When outside temperatures get to around zero degrees Fahrenheit and below, even the a well-maintained car can use a little help!

I'll show you a few products that will prepare your car for truly frigid temps, ensuring that it starts, potentially saving fuel and preventing damaging wear as well.

We hate frigid temperatures, and so does our car. As it gets colder outside, the less power your battery has to turn the engine over and start it. And at the same time the engine itself gets harder for the battery and starter to turn over because the lubricants thicken as they get colder.

The best product you can add to the car to combat subzero temperatures is a block heater.

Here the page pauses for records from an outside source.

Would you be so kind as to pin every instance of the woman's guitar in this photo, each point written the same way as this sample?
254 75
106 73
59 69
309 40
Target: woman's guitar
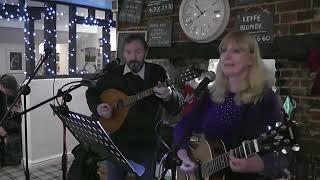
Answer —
121 103
212 157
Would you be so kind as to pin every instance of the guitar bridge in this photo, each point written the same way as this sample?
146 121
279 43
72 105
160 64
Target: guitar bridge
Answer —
120 105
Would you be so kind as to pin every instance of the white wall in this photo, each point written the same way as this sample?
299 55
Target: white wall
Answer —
44 128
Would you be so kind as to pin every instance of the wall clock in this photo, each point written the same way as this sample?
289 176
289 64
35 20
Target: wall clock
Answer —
204 20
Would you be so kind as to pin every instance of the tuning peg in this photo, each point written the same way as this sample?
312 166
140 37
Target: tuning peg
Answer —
296 147
284 151
269 128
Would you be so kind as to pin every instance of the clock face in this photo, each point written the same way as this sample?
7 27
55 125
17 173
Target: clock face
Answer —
204 20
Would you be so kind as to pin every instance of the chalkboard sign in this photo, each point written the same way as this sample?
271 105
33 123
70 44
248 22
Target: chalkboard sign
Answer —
131 11
159 7
159 33
121 36
245 2
258 22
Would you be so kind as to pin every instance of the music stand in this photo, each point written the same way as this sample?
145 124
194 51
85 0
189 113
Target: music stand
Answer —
88 131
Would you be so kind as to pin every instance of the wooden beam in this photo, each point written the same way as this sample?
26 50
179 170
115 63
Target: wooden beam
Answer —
291 47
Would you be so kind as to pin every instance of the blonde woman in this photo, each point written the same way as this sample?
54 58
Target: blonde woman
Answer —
239 107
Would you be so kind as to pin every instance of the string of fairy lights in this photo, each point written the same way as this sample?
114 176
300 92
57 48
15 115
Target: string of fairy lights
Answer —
20 12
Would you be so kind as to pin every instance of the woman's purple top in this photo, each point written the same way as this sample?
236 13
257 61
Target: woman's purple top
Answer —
233 124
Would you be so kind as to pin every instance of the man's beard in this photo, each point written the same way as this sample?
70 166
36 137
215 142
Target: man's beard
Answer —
135 66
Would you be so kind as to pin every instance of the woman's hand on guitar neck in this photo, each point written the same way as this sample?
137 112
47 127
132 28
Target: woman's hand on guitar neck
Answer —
252 164
188 165
104 110
162 91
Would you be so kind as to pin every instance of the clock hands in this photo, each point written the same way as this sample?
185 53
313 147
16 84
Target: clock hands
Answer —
201 12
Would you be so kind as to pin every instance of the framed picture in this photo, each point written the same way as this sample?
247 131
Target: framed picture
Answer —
90 54
121 36
15 61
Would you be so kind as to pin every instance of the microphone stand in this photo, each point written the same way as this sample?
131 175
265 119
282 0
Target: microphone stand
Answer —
66 96
25 90
170 159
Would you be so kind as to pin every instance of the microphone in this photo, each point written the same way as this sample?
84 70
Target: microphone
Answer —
208 78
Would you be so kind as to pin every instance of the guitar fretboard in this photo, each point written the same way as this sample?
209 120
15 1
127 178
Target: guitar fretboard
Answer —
222 161
187 75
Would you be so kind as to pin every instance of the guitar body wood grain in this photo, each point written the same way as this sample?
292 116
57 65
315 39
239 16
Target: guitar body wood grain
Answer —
113 97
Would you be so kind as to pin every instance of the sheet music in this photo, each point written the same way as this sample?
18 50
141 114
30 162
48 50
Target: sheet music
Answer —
88 130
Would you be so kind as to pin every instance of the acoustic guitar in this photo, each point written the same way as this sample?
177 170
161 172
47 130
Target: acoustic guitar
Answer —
121 103
211 156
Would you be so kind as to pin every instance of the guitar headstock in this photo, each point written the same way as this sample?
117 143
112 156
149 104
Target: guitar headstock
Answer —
190 74
280 137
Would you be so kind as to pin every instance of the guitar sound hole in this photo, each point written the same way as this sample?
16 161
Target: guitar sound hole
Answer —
120 105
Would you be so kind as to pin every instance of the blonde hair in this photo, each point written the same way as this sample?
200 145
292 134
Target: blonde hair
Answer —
252 88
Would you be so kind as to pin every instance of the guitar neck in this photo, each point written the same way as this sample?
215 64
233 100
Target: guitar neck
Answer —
141 95
222 161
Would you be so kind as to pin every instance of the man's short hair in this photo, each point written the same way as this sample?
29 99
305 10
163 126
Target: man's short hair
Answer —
9 82
136 37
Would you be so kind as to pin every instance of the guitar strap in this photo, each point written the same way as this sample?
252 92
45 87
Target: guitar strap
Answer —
243 114
147 75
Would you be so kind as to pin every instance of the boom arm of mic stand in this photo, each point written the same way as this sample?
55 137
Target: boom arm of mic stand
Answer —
59 94
25 88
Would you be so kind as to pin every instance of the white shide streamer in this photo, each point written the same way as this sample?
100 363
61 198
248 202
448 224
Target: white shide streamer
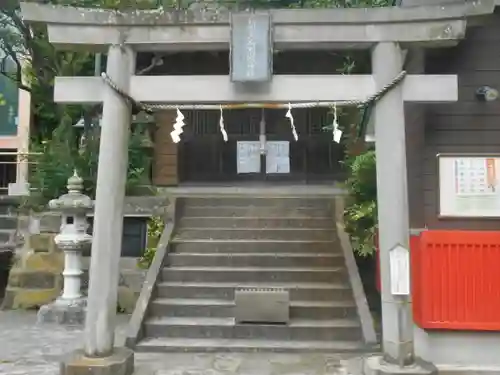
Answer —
337 133
292 122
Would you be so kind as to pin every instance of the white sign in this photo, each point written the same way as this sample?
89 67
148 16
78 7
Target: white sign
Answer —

It's an electric heating element that gets installed into a hole in the engine block and sits in the liquid coolant. When you plug it in, it circulates and warms the entire engine.

Another option, though not as effective, might be a better choice depending on the car: It's an inline heater for a lower radiator hose -- all you do is cut the hose, take an inch or two section out of it, and install the heater. When it's plugged in, the heated coolant circulates through the block.

As I mentioned, a cold battery is a weak battery, and there is a solution for that as well: a battery heater blanket. All you need to do is unclamp the battery and wrap the blanket around it and secure it and when you plug it in, it will raise the temperature of the battery to 70 degrees.

With this and the other products, the goal is to route the cords away from hot and moving parts toward the front of the engine compartment, or even through the grille. Once you plug it in it takes only a few hours before everything is warm enough to start.

Each of these three products cost less than $30 apiece, it’s really more about the installation. We did this battery blanket in about 15 minutes because it’s very easy to access. The other heaters require the engine coolant to be drained and refilled and will require an hour or two of labor charges if you bring it to a professional. Some cars -- and installers -- take longer than others.